Combining RL and IL using a dynamic, performance-based modulation over learning signals and its application to local planning

TL;DR

This work addresses the inefficiency of pure RL in robotic local planning by blending RL with imitation-based signals through a dynamic, performance-based modulation (PModL). A performance estimate $z \in [0,1]$ and a gradient-based balancing factor $\lambda$ arbitrate the influence of $J_{RL}$ and $J_{IL}$ during training, enabling a smooth shift from IL/IIL to RL. The authors instantiate this framework with DDPG plus BC or COACH signals and validate it in simulation and on a real skid-steered robot, reporting up to roughly 4x improvements in sample efficiency and a higher average success rate (0.959) than pure RL or IL baselines. The results also show good sim-to-real transfer, suggesting the method's broad applicability to problems where online IL/IIL signals can be synthesized, and highlight the method’s robustness to reward design and task variations.

Abstract

This paper proposes a method to combine reinforcement learning (RL) and imitation learning (IL) using a dynamic, performance-based modulation over learning signals.

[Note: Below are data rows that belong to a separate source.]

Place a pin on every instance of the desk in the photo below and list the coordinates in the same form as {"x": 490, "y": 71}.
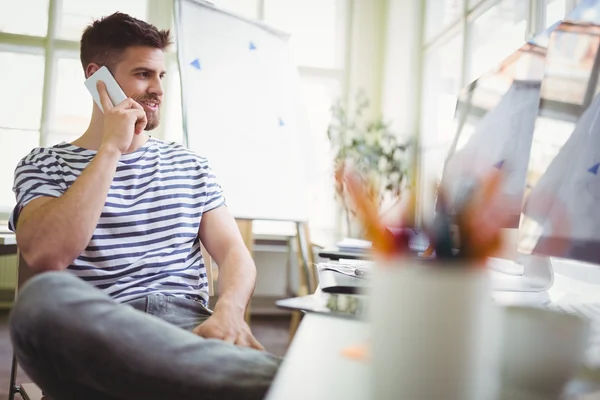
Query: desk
{"x": 8, "y": 244}
{"x": 334, "y": 254}
{"x": 314, "y": 369}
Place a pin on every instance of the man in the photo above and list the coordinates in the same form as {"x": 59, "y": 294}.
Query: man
{"x": 125, "y": 214}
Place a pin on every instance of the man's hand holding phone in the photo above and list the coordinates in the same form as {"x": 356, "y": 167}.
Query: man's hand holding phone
{"x": 122, "y": 121}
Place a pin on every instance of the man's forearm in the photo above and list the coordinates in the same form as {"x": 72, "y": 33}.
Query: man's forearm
{"x": 237, "y": 279}
{"x": 57, "y": 232}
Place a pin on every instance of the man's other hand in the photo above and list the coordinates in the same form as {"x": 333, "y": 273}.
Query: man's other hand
{"x": 228, "y": 327}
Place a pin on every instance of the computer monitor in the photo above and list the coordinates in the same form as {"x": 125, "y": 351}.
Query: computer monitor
{"x": 495, "y": 118}
{"x": 561, "y": 217}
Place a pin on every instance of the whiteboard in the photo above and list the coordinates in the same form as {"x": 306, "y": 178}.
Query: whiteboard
{"x": 243, "y": 110}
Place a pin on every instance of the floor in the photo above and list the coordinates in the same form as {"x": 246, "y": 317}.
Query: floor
{"x": 271, "y": 331}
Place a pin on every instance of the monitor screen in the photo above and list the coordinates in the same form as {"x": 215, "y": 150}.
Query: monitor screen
{"x": 560, "y": 216}
{"x": 494, "y": 120}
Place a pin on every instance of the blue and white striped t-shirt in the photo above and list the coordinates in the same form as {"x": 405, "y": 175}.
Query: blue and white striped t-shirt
{"x": 146, "y": 240}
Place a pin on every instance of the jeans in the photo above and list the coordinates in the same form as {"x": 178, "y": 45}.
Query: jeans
{"x": 75, "y": 342}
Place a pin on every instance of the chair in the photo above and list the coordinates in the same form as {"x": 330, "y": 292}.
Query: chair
{"x": 30, "y": 391}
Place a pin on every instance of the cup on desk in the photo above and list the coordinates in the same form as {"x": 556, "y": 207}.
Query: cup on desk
{"x": 435, "y": 333}
{"x": 541, "y": 351}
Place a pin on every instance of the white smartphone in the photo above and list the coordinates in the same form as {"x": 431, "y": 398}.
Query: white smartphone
{"x": 115, "y": 92}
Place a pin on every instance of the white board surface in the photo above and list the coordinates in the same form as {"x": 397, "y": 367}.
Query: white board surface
{"x": 243, "y": 111}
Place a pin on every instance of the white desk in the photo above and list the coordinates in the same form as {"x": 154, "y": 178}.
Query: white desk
{"x": 314, "y": 368}
{"x": 8, "y": 239}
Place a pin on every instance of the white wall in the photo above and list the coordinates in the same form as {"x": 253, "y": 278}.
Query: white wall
{"x": 401, "y": 65}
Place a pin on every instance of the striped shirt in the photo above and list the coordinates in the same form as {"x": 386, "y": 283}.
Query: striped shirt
{"x": 146, "y": 240}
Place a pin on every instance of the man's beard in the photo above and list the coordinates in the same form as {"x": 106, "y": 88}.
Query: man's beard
{"x": 152, "y": 117}
{"x": 153, "y": 120}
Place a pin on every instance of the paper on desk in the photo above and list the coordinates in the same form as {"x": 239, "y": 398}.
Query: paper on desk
{"x": 358, "y": 352}
{"x": 349, "y": 270}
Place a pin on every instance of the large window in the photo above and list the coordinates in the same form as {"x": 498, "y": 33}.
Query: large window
{"x": 49, "y": 103}
{"x": 463, "y": 39}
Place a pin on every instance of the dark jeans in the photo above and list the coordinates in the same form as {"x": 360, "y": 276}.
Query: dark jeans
{"x": 77, "y": 343}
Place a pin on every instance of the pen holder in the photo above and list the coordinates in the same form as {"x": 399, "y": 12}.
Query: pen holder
{"x": 435, "y": 332}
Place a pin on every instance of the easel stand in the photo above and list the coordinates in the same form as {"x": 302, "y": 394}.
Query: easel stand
{"x": 308, "y": 279}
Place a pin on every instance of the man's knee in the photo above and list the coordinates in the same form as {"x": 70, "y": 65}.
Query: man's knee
{"x": 40, "y": 304}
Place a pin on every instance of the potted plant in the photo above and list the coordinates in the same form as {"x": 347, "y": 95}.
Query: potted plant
{"x": 370, "y": 147}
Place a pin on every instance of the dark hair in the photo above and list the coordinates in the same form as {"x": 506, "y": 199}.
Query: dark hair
{"x": 104, "y": 41}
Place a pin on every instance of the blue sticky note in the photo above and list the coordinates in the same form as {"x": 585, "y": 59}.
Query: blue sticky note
{"x": 196, "y": 64}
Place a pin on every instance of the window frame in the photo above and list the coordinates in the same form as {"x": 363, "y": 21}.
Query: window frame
{"x": 463, "y": 24}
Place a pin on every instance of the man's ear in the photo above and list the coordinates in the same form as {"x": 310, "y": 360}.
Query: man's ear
{"x": 91, "y": 69}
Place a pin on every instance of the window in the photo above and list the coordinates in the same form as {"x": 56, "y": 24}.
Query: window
{"x": 72, "y": 104}
{"x": 495, "y": 34}
{"x": 314, "y": 29}
{"x": 440, "y": 89}
{"x": 491, "y": 30}
{"x": 554, "y": 11}
{"x": 21, "y": 76}
{"x": 440, "y": 14}
{"x": 26, "y": 75}
{"x": 25, "y": 18}
{"x": 317, "y": 29}
{"x": 75, "y": 15}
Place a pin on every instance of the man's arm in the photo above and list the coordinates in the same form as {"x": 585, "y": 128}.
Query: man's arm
{"x": 52, "y": 232}
{"x": 237, "y": 277}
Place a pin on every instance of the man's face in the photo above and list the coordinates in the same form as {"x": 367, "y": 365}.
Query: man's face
{"x": 139, "y": 73}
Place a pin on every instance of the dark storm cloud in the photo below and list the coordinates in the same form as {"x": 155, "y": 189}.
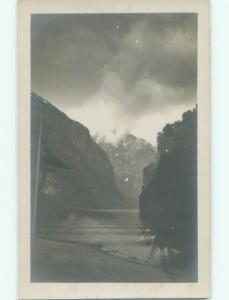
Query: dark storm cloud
{"x": 139, "y": 61}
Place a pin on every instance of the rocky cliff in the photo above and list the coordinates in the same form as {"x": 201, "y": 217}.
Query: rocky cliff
{"x": 169, "y": 199}
{"x": 74, "y": 172}
{"x": 129, "y": 156}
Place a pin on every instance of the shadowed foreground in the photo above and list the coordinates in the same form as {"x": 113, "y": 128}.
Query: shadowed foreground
{"x": 54, "y": 261}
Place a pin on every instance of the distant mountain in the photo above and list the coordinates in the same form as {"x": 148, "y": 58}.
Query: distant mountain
{"x": 74, "y": 172}
{"x": 128, "y": 157}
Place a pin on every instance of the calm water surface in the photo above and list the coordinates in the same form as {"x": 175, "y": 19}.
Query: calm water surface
{"x": 118, "y": 232}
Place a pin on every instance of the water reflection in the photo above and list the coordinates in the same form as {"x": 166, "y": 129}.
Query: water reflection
{"x": 118, "y": 232}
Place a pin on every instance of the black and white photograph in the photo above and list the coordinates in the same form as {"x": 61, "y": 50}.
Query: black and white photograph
{"x": 114, "y": 124}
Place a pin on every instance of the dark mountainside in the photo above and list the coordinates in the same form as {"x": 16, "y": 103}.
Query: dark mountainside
{"x": 168, "y": 201}
{"x": 128, "y": 157}
{"x": 75, "y": 172}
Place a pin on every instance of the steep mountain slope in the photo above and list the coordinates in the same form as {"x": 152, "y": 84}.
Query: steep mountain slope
{"x": 128, "y": 157}
{"x": 74, "y": 172}
{"x": 169, "y": 199}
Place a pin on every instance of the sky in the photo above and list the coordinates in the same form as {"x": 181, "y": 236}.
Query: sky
{"x": 116, "y": 73}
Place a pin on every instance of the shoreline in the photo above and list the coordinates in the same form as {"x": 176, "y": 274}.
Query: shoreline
{"x": 60, "y": 261}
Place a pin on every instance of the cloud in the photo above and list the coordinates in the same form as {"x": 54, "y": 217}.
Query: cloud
{"x": 123, "y": 67}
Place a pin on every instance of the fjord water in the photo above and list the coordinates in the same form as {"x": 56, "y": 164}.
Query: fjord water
{"x": 117, "y": 232}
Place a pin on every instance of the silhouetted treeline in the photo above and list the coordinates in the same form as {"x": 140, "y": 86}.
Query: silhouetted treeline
{"x": 168, "y": 201}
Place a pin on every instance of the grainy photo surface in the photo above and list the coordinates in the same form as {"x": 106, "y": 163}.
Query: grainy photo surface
{"x": 114, "y": 149}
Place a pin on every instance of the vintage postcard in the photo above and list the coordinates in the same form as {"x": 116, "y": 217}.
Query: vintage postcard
{"x": 114, "y": 149}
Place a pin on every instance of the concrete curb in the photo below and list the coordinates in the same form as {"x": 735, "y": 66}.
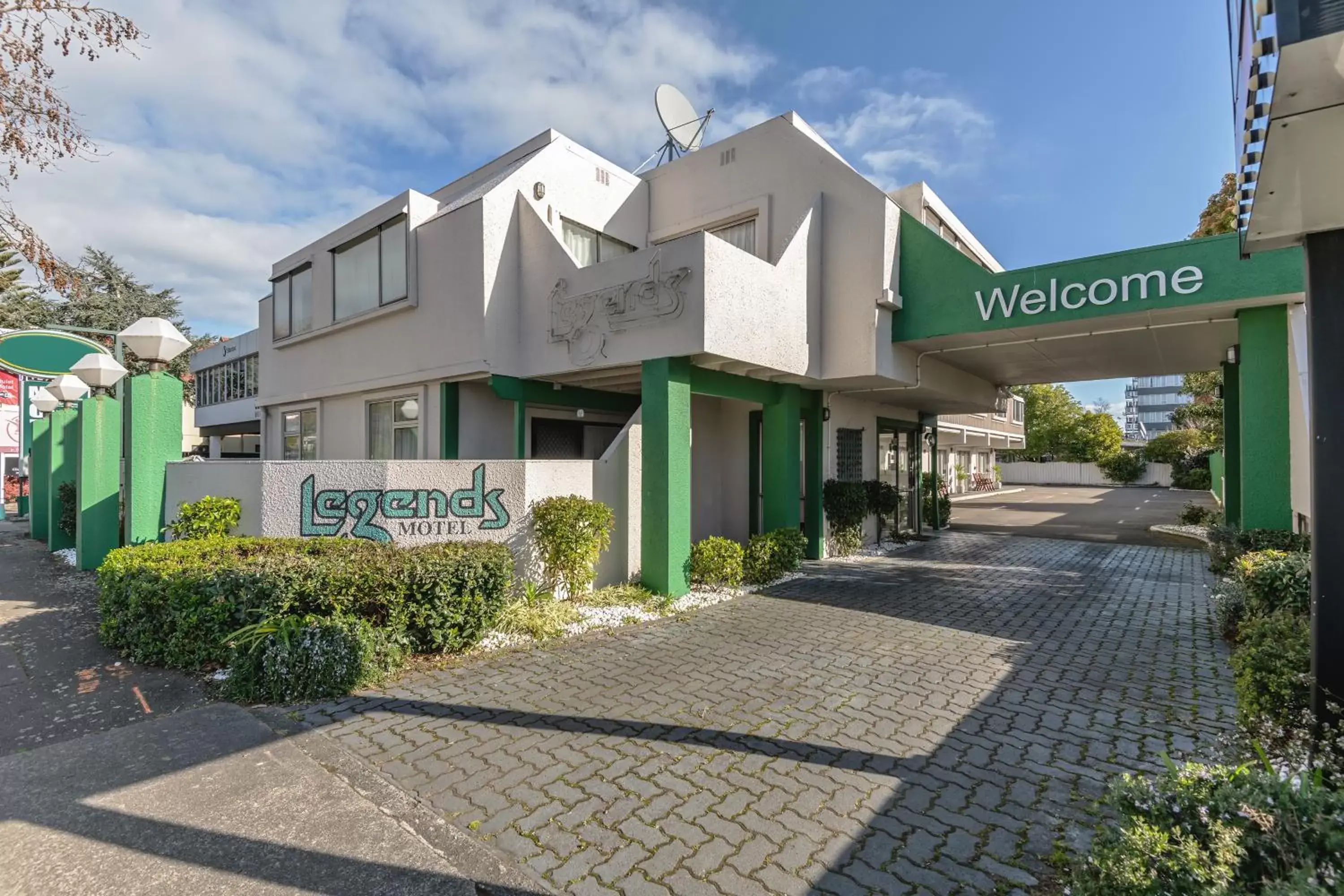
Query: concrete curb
{"x": 471, "y": 857}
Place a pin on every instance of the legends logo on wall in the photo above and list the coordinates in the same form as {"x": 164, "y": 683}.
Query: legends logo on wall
{"x": 402, "y": 512}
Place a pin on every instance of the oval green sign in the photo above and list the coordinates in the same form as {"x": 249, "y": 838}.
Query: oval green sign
{"x": 43, "y": 354}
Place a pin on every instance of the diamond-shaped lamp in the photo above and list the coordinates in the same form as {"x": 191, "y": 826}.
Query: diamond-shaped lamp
{"x": 43, "y": 401}
{"x": 155, "y": 340}
{"x": 99, "y": 370}
{"x": 68, "y": 389}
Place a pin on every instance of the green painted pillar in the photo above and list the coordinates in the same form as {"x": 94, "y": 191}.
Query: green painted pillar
{"x": 812, "y": 470}
{"x": 521, "y": 431}
{"x": 449, "y": 418}
{"x": 1232, "y": 445}
{"x": 39, "y": 469}
{"x": 65, "y": 456}
{"x": 154, "y": 426}
{"x": 666, "y": 478}
{"x": 1265, "y": 462}
{"x": 99, "y": 480}
{"x": 781, "y": 461}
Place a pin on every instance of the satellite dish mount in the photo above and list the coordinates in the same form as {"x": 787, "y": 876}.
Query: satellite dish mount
{"x": 685, "y": 128}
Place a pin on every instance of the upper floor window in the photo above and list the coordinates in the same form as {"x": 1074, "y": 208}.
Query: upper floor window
{"x": 590, "y": 246}
{"x": 371, "y": 271}
{"x": 292, "y": 303}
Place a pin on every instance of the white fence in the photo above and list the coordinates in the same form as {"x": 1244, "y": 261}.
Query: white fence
{"x": 1062, "y": 473}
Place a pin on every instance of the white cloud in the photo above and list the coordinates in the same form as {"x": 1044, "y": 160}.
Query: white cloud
{"x": 245, "y": 128}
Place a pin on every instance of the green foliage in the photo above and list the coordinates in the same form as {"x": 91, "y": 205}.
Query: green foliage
{"x": 1272, "y": 671}
{"x": 572, "y": 534}
{"x": 178, "y": 603}
{"x": 717, "y": 562}
{"x": 1226, "y": 543}
{"x": 303, "y": 659}
{"x": 210, "y": 517}
{"x": 1198, "y": 515}
{"x": 69, "y": 508}
{"x": 1176, "y": 445}
{"x": 1276, "y": 581}
{"x": 1123, "y": 468}
{"x": 773, "y": 555}
{"x": 1205, "y": 831}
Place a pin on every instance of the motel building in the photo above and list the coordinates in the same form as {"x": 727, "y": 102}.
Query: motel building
{"x": 703, "y": 346}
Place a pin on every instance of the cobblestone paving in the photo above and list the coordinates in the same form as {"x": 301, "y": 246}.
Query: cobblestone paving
{"x": 940, "y": 722}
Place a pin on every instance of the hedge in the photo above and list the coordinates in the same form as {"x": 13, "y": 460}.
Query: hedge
{"x": 177, "y": 603}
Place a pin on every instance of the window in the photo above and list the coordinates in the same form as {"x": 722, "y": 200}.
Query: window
{"x": 228, "y": 382}
{"x": 589, "y": 246}
{"x": 292, "y": 303}
{"x": 741, "y": 234}
{"x": 850, "y": 456}
{"x": 300, "y": 433}
{"x": 394, "y": 431}
{"x": 371, "y": 271}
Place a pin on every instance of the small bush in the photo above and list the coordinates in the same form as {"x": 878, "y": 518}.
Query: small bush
{"x": 1198, "y": 515}
{"x": 1276, "y": 581}
{"x": 210, "y": 517}
{"x": 1272, "y": 671}
{"x": 572, "y": 534}
{"x": 717, "y": 562}
{"x": 1201, "y": 831}
{"x": 69, "y": 508}
{"x": 1123, "y": 468}
{"x": 773, "y": 555}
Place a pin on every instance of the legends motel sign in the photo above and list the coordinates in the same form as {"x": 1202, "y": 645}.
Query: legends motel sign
{"x": 1183, "y": 281}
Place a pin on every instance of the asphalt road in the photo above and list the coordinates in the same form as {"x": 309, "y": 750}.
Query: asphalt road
{"x": 1117, "y": 515}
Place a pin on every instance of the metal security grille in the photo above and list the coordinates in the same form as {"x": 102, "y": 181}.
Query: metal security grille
{"x": 850, "y": 456}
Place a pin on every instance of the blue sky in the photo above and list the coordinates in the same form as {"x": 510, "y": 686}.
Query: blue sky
{"x": 1053, "y": 129}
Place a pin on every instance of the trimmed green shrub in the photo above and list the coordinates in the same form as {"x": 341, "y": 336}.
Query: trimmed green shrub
{"x": 1202, "y": 831}
{"x": 1276, "y": 581}
{"x": 717, "y": 562}
{"x": 210, "y": 517}
{"x": 303, "y": 659}
{"x": 1123, "y": 468}
{"x": 773, "y": 555}
{"x": 1226, "y": 543}
{"x": 846, "y": 505}
{"x": 177, "y": 603}
{"x": 1272, "y": 669}
{"x": 572, "y": 534}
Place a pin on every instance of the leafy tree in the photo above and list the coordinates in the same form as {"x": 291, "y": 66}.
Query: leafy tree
{"x": 105, "y": 296}
{"x": 1206, "y": 412}
{"x": 1219, "y": 215}
{"x": 39, "y": 128}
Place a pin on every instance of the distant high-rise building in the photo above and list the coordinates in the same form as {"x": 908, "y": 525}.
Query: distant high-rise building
{"x": 1150, "y": 402}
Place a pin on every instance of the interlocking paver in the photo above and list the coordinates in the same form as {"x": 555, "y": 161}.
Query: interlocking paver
{"x": 932, "y": 722}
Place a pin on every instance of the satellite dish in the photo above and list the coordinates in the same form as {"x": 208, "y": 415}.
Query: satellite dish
{"x": 679, "y": 117}
{"x": 685, "y": 128}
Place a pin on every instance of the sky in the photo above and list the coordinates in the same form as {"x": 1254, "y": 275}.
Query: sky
{"x": 244, "y": 129}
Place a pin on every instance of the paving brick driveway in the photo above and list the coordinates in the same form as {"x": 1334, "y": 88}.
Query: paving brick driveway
{"x": 929, "y": 723}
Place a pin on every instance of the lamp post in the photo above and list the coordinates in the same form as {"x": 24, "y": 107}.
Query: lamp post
{"x": 68, "y": 389}
{"x": 154, "y": 425}
{"x": 39, "y": 462}
{"x": 99, "y": 468}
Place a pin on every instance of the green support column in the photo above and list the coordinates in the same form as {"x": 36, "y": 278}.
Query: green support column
{"x": 39, "y": 469}
{"x": 666, "y": 478}
{"x": 781, "y": 461}
{"x": 154, "y": 424}
{"x": 1232, "y": 445}
{"x": 1265, "y": 453}
{"x": 521, "y": 431}
{"x": 448, "y": 421}
{"x": 99, "y": 480}
{"x": 812, "y": 470}
{"x": 65, "y": 456}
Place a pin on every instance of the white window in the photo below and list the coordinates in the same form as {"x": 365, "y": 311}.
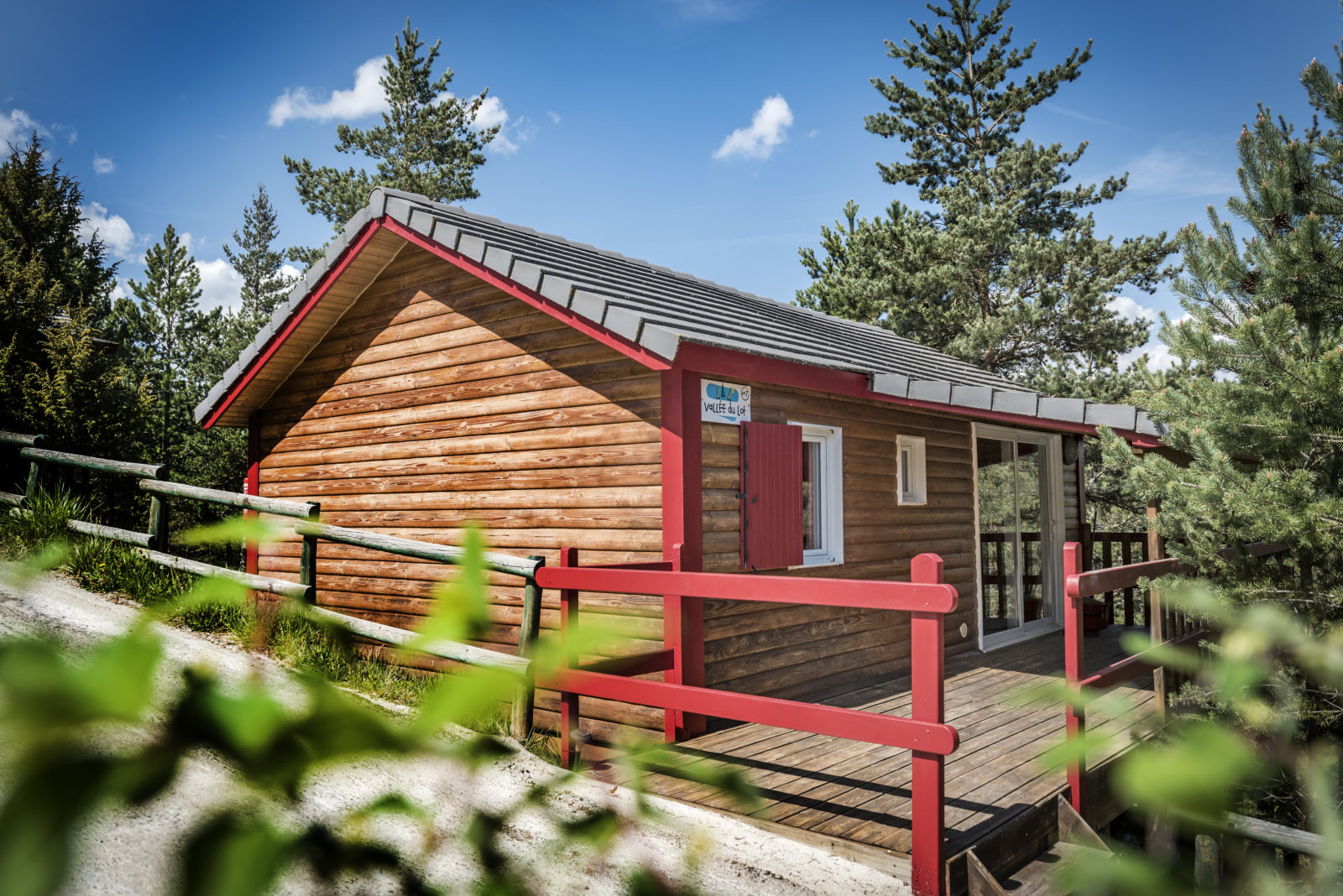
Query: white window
{"x": 823, "y": 494}
{"x": 911, "y": 470}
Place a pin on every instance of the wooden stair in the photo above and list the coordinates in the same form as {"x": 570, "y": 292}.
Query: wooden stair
{"x": 1078, "y": 841}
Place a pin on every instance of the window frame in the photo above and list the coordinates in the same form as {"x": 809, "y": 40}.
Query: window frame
{"x": 917, "y": 492}
{"x": 830, "y": 461}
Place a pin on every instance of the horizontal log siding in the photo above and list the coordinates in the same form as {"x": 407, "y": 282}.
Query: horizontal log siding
{"x": 802, "y": 651}
{"x": 1072, "y": 506}
{"x": 438, "y": 400}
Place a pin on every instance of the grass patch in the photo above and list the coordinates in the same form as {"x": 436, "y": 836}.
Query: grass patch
{"x": 107, "y": 566}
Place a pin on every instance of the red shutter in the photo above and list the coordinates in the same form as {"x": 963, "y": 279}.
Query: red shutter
{"x": 771, "y": 488}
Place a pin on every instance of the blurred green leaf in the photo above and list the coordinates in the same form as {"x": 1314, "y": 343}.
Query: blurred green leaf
{"x": 39, "y": 820}
{"x": 1193, "y": 774}
{"x": 235, "y": 855}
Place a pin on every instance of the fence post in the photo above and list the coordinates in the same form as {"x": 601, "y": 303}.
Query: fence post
{"x": 30, "y": 490}
{"x": 159, "y": 517}
{"x": 308, "y": 560}
{"x": 524, "y": 703}
{"x": 1157, "y": 615}
{"x": 568, "y": 623}
{"x": 927, "y": 658}
{"x": 1074, "y": 669}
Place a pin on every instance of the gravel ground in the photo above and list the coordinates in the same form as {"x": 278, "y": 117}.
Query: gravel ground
{"x": 129, "y": 852}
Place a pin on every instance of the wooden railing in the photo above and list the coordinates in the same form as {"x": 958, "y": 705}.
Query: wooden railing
{"x": 154, "y": 544}
{"x": 1168, "y": 629}
{"x": 927, "y": 598}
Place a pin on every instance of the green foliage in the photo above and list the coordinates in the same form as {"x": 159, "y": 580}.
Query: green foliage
{"x": 1256, "y": 455}
{"x": 427, "y": 143}
{"x": 1000, "y": 264}
{"x": 57, "y": 376}
{"x": 259, "y": 263}
{"x": 40, "y": 524}
{"x": 58, "y": 714}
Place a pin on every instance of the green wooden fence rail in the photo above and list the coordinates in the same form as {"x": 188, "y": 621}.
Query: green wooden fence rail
{"x": 154, "y": 546}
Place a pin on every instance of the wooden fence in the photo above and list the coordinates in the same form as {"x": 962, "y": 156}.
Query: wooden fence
{"x": 154, "y": 541}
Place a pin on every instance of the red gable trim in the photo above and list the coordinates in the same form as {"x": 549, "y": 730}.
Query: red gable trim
{"x": 279, "y": 338}
{"x": 539, "y": 302}
{"x": 725, "y": 362}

The proposed method combines RL and behavioral cloning (IL), or corrective feedback in the action space (interactive IL/IIL), by dynamically weighting the losses to be optimized, taking into account the backpropagated gradients used to update the policy and the agent's estimated performance. In this manner, RL and IL/IIL losses are combined by equalizing their impact on the policy's updates, while modulating said impact such that IL signals are prioritized at the beginning of the learning process, and as the agent's performance improves, the RL signals become progressively more relevant, allowing for a smooth transition from pure IL/IIL to pure RL. The proposed method is used to learn local planning policies for mobile robots, synthesizing IL/IIL signals online by means of a scripted policy. An extensive evaluation of the application of the proposed method to this task is performed in simulations, and it is empirically shown that it outperforms pure RL in terms of sample efficiency (achieving the same level of performance in the training environment utilizing approximately 4 times less experiences), while consistently producing local planning policies with better performance metrics (achieving an average success rate of 0.959 in an evaluation environment, outperforming pure RL by 12.5% and pure IL by 13.9%). Furthermore, the obtained local planning policies are successfully deployed in the real world without performing any major fine tuning. The proposed method can extend existing RL algorithms, and is applicable to other problems for which generating IL/IIL signals online is feasible. A video summarizing some of the real world experiments that were conducted can be found in https://youtu.be/mZlaXn9WGzw.

Figures (11)

• Figure 1: Diagram of the problem addressed in this work. The velocity commands and odometry-based estimations are referenced to the robot's local frame. The linear velocity of the robot, $v_x$, goes along the $X$-axis, and its angular velocity, $v_\theta$, around the $Z$-axis. The navigation target is defined in polar coordinates as $(\rho_\text{target}, \theta_\text{target})$, also with respect to the robot's local frame. The 2D range measurements are represented as yellow dots.
• Figure 2: Diagram of the actor and critic architectures. The layers are described by the operation they perform or by a "Type(Parameters) Activation Function" notation. "Fc" stands for fully connected, and its parameter to the number of units it has. "MLP" stands for multilayer perceptron, and each of its parameters corresponds to the number of units of each fully connected layer that conforms the MLP. Finally, "LReLU" stands for Leaky ReLU and "Tanh" for hyperbolic tangent.
• Figure 3: Top view illustration of the Husky A200TM, its dimensions, local frame, and the field of view of the 2D LiDARs installed on the robot.
• Figure 4: Displacement histograms obtained for the positions estimated at $t+k$ and $t$, taking the pose at $t+k$ as the reference coordinate system.
• Figure 5: Environments utilized to train, evaluate and validate the performance of agents in simulations. Both environments are 16 m long by 16 m wide.